Markus Winkelhock: Die Kunst besteht darin, so schnell wie möglich vorbeizukommen. Man muss ein gewisses Risiko eingehen und das ist ein Faktor. Man kann nicht nur auf Ankommen fahren, sondern muss schon Gas geben. Wenn man in jeder Runde zehn bis zwanzig Sekunden verliert, weil man zu defensiv fährt, gewinnt man auch nicht. Daher ist immer das Risiko dabei und es ist das Bauchgefühl der einzelnen Fahrer - geht man in die Lücke oder nicht. Sicherlich lernt man die Autos während des Rennens kennen, denn es gibt einige Fahrer, die man ein paar Mal überrundet.
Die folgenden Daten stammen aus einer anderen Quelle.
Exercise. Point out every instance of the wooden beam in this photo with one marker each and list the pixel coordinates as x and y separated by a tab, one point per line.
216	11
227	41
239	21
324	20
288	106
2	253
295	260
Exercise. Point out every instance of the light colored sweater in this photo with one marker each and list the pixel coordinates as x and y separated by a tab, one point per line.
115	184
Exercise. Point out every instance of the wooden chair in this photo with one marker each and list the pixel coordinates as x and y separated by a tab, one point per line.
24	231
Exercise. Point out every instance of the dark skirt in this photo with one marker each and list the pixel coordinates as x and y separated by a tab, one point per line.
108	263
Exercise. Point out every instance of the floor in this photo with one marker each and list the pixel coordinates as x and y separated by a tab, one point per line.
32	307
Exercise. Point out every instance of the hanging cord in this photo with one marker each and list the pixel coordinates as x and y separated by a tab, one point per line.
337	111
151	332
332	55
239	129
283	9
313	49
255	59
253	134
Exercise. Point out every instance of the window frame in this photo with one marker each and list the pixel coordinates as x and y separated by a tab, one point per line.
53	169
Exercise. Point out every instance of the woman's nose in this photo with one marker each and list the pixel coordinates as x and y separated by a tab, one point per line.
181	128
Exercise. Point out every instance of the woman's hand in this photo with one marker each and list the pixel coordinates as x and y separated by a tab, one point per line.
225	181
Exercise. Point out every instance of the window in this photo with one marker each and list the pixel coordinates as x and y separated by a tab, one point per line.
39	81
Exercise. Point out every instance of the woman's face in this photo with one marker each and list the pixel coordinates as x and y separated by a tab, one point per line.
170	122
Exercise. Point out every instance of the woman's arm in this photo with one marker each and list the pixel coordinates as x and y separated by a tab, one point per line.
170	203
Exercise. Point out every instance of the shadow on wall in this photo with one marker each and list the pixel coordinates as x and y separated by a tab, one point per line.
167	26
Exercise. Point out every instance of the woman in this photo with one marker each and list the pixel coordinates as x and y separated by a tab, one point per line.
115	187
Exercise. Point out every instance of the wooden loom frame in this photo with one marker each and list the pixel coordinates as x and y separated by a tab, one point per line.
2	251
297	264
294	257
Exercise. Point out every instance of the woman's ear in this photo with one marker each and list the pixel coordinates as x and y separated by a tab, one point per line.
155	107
Es gibt ein paar Autos bei denen man weiß, dass man vorsichtiger sein muss, aber das gehört mit dazu.

Warum sind die 24 Stunden in den letzten Jahren für die Werke immer wichtiger geworden? Früher war das ja mehr eine Spaßveranstaltung.
Markus Winkelhock: Früher musste man einfach nur durchrollen und war schon ganz vorne dabei, weil die Konkurrenz einfach nicht so groß war. Die Teams sind mittlerweile top vorbereitet und es gibt viele Top-Piloten, die mitfahren. Es ist fast schon Werkssport und ein großes Wettrüsten. Es ist von der ersten bis zur letzten Stunde Attacke.

Worin besteht für dich der große Reiz der 24 Stunden?
Markus Winkelhock: Es ist etwas komplett anderes. Die Strecke ist einfach unglaublich, vor allem nachts. Dazu kommt die Atmosphäre, die auch gerade nachts noch besser rüberkommt, wenn die Lichter aus sind. Wenn man sich mit seinen drei Teamkollegen abwechselt, ist man auch voll mit dabei, selbst wenn gerade nicht im Auto sitzt, weil man weiß, was auf der Strecke abgeht. Man schaut trotzdem dauernd auf den Monitor und es ist wirklich spannend.

Muss man sich manchmal zwingen, die Ruhephasen einzuhalten?
Markus Winkelhock: Wenn man aus dem Auto aussteigt ist man natürlich voller Adrenalin, aber nach einer halben, dreiviertel Stunde kommt man schon wieder runter. Ich schlafe nicht viel, im Vorjahr habe ich vielleicht eine Stunde geschlafen. Ein bisschen dösen im LKW und vielleicht nebenbei Musik am iPod hören, einfach runterkommen und ein bisschen Ruhe haben.